Then there were two Stuart charters, 13 James I (1616) and 5 James II (1690). The corporation consisted of a sovereign and up to 12 burgesses. The sovereign was a Justice of the Peace within the borough and acted as such. By 1783 it was described as ‘a venal rotten borough’, and in 1790 as:
a close Borough in the strictest sense of the words, its only electors being six Burgesses, constituted by the fiat of Lord Clifden (0013), whose pleasure consequently nominates its representatives. Between these worthy wights and the place of which they are electors, there is not the slightest connexion, Lord Clifden not possessing a single foot of property in the town: the whole of that being vested in Eland Mossom (1501), Esq. in right of his wife.
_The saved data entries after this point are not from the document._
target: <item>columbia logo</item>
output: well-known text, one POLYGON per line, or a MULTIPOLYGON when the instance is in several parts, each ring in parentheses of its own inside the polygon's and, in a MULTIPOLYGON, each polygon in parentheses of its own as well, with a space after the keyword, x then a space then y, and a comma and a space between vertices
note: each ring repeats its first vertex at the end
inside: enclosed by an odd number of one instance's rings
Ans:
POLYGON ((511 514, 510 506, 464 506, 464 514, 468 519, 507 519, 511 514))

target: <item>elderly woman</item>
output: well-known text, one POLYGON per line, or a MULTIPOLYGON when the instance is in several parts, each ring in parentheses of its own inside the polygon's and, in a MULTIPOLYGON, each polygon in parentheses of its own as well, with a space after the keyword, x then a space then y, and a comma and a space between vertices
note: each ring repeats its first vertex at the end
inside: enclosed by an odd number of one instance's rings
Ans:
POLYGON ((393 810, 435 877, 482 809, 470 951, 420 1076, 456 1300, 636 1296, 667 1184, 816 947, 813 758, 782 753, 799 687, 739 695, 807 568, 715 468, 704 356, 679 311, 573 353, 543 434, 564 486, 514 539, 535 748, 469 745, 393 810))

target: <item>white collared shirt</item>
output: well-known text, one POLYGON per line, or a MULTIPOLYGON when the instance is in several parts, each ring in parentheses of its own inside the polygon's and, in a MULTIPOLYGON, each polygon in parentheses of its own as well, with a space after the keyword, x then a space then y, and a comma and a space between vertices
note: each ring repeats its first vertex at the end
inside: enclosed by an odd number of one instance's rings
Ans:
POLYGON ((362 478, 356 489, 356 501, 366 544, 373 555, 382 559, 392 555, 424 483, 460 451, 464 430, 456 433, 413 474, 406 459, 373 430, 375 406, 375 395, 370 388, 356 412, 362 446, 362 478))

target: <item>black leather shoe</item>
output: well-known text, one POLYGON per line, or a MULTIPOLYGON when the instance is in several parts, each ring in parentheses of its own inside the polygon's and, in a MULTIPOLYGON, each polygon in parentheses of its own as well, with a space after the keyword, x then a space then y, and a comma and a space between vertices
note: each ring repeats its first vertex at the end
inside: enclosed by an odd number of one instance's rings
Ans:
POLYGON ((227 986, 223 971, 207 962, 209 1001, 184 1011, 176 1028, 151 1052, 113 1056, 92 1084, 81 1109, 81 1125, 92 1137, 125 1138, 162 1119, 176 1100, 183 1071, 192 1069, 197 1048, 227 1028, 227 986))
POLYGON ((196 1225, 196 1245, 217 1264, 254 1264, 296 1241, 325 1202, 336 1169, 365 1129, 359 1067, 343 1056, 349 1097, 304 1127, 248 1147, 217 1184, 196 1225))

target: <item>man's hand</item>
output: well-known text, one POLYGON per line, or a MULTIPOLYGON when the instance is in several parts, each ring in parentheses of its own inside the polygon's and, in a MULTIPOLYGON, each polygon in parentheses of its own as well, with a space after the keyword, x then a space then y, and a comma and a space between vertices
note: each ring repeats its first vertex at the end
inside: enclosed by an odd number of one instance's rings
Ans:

They are the confidential depositaries of his Lordship’s power, not the honest dischargers of a constitutional trust. Its fate is similar to that of the Borough of Gowran, both being the property of the same person. Its representatives either accelerate, by their pliant parliamentary votes, the creation of Peers and Archbishops, or the purchase of their stations swells the coffers of the noble Lord who appoints them.
Very little is known about the borough. In 1713 it was considered ‘well secured for government’. Henry Agar (0012) became sovereign of Thomastown in 1744. It was formerly under the control of Sir William Fownes (0812) backed by his allies, the Ponsonbys (1696, 1702), but after 1744 Henry and his brother James Agar (0015) united to ensure their dominance of the corporation and by 1760 the Agars were in sole control of the borough. The £15,000 compensation for its disfranchisement in 1800 was paid to Henry Welbore Agar, Viscount Clifden (0013).